# I think I am starting a new business



## ColenJacksdad (Aug 24, 2010)

Since I really got into my prop building work this year for my haunt. I have decided to build and sell pneumatic prop mechanisms for coffin and barrel jumpers. All mechanisms will be made out of steel tubbing and opperated with a real pneumatic cylinder and prop controller. I am going to start my proto types after New Years. I can build them in my garage and have little overhead. I have all the tools and good fabrication skills.
Wish me luck.


----------



## Kaiserxion (Sep 17, 2010)

Good luck! =D


----------



## Guest (Oct 25, 2010)

good luck.  give us some prices when you get it all figured out.  And, of course, since I am a close personal friend, i expect a discount!!!  j/k


----------



## WindyCityCouple (Oct 13, 2008)

Good luck!! Like Cathy said keep us in the loop, I would love to be a first customer!!


----------



## Autopsy (Sep 14, 2010)

Sounds Great! Good Luck to ya! 

To keep away from online competition with you guys, I'll be selling props locally. We have JACK around here and maaan since people have seen some of my props. I've got request after request and offer and offer!

Again, good luck to ya, and hollar at the forum when you get some available... I'm sure several folks on here (including myself) will be happy to pick some up. 

~{Autopsy}~


----------



## ColenJacksdad (Aug 24, 2010)

Thanks everyone for the encouragement! I will keep everyone in the loop. I don't plan on competing with the big guys. This will be kind of a hobby that I will do in my garage and if I sell a few here or there I will be cool with that, but who knows how it will turn out.


----------



## GhoulishCop (Oct 18, 2008)

I think keeping it as a hobby at first is a good idea to see if you actually want to continue doing this for others. When you get your first paying customer, there's suddenly a little more pressure. Maybe a corner cut here or there for your own prop is now something you can't do for the customer who's paying good money.
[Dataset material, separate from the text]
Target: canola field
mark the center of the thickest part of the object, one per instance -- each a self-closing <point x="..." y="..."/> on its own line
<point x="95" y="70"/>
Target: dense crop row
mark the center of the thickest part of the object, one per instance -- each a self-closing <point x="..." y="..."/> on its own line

And then you want to make sure this turns out right for them in the end.

I just had this happen to me. While setting up my yard display, a person stopped by, complimented my work, and then asked if I could build her something. Of course she said she'd pay me. She said she did a haunted attraction in a nearby town and usually drove around looking for ideas to steal. But she liked mine so much she wanted me to build something for her.
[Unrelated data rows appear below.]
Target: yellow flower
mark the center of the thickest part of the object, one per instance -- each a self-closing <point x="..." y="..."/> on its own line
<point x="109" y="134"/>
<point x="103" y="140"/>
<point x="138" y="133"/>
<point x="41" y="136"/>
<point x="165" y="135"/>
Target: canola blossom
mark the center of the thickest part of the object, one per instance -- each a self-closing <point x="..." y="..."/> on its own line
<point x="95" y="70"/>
I said yes thinking it was just one prop, but then an hour or so later she came back with her partner and put an order in for 9 props! Mind you this was less than two weeks before Halloween. Of course I still said yes. When I later gave her the purchase order she decided maybe just a couple of props would be better. So I ended up building a Monster Mud reaper for her and two paper mache corpses that hang from posts.

As I said, shortcuts I might have taken with my own props went right out the window with these. While there was the added pressure of having to get them done before this coming Friday (I finished them all up today!) I had to make sure they were of such quality that they would last a good long time.

Since her entertainment company does many themed parties, she said she wants to me to work with her in the future. I said, No problem! Just make sure you give me more than a week's notice next time.

So even as a hobby there's going to be pressure on you, let alone if you decide to go into it whole hog. Regardless, good luck!

Rich


----------